Wednesday, December 28, 2011

Holidays and What Not

So Holidays are weird for me. Have been for a while. Some of this is because my parents have never been huge holiday-people, which means me, as growing up like an only child also was never introduced to the idea that holidays were huge. Now I have a wonderful half-sister, who I would never consider as such. She's just my sister - full blown sister, not a fractional relationship, but she's 10 years older than me so I grew up by myself. I am thankful for this. I learned to deal with myself, which has been useful in post-adolescent living.

Okay but where is this going. Here's what I'm thinking. Holidays have lost meaning because they don't have the "pull" they used to have. This actually, surprisingly, has something to do with the War on Christmas conversation, just not the way people who talk this nonsense think.

The terror that comes into the Christian's gut is not from nowhere. They are correct that we no longer live in a unified religious world. The world is "post-modern" and you are in it too - like it or not. But that world is complex and plural and most importantly it's constantly "deferred."

So Post-Modernism, as Jonathan Lethem pointed out in his wonderful essay collection The Ecstasy of Influence, is more like an environment - in fact it is an environment - than it is a mode of thinking.
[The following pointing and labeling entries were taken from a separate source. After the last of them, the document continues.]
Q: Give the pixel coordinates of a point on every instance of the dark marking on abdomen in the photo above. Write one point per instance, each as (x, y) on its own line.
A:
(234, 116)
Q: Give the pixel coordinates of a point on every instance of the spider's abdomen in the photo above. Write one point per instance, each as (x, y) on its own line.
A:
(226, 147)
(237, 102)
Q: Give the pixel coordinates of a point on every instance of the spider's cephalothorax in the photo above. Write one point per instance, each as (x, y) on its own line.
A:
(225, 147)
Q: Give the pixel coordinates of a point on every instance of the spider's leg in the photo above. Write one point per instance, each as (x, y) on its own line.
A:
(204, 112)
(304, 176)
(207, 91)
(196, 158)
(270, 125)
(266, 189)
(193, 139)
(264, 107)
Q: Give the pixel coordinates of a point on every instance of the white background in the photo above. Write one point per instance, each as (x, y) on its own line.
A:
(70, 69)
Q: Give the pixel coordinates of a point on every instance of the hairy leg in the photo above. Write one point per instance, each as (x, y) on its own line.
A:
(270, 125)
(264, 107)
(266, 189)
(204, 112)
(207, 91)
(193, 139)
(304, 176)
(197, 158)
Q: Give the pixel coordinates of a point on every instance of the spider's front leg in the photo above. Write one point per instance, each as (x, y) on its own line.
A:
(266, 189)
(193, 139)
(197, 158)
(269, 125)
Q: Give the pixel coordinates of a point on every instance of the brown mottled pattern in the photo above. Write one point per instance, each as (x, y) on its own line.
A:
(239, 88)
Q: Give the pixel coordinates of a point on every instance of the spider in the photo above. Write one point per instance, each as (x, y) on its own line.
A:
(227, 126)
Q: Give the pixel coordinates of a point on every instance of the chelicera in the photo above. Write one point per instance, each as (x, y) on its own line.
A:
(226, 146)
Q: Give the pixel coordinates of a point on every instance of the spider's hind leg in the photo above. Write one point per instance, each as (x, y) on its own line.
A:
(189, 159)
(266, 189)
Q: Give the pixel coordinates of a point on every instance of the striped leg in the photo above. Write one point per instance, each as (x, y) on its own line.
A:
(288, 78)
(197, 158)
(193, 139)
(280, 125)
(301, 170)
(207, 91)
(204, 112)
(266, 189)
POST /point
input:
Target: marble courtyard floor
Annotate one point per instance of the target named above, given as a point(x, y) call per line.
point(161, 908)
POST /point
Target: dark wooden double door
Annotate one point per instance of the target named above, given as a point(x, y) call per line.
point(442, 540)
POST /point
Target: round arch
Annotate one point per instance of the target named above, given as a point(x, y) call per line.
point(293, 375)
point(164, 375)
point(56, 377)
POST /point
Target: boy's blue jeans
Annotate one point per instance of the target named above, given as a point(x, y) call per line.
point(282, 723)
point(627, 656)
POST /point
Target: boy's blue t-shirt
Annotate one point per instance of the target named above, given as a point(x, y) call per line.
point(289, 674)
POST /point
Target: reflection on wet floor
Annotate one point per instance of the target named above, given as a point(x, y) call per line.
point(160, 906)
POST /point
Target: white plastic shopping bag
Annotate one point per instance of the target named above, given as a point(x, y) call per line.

Here's an example - most of my understanding of other places is mediated through a screen. And then I relay my information over another screen (this one) and then someone else looks it up on their screen. Blah blah. So the point is that we're never getting to "The Real." Real go poof. What we have is the Derridian Trace.

Okay but what in the hell does this have to do with Holidays. Well in a postmodern world Christmas is constituted not by an overall sense of "being." It's constituted by a mostly capital-economic need. Not believing in Jesus or Santa Clause as being supernatural would crash our economy if the result was that people who stopped believing stopped buying.

So the holidays don't pull me in - and they didn't pull my parents in. I think they think that the world does its thing everyday. So it's more meaningful in a sense to invite friends over for a random Wednesday for a meal and talking. That has a solid center. Everyone there is there for the "event." Holidays, Christmas especially, doesn't feel unified at all. And that's what the "war on Christmas" people are correct about. They feel the fear and trembling that comes with the loss of the kind of meaning they want. What they don't get is that it's just gone - and you can kick and scream, but it aint coming back. One must dwell in the world one has. And that world is mediated and complicated and constituted by "play" and therefore wonderful. If you can accept that.

Living meaningfully in a post-modern world is the big question for our time. The fact that it's not constantly talked about shows the depth of the anxiety, in my opinion. Embrace the play. It's a lot of fun.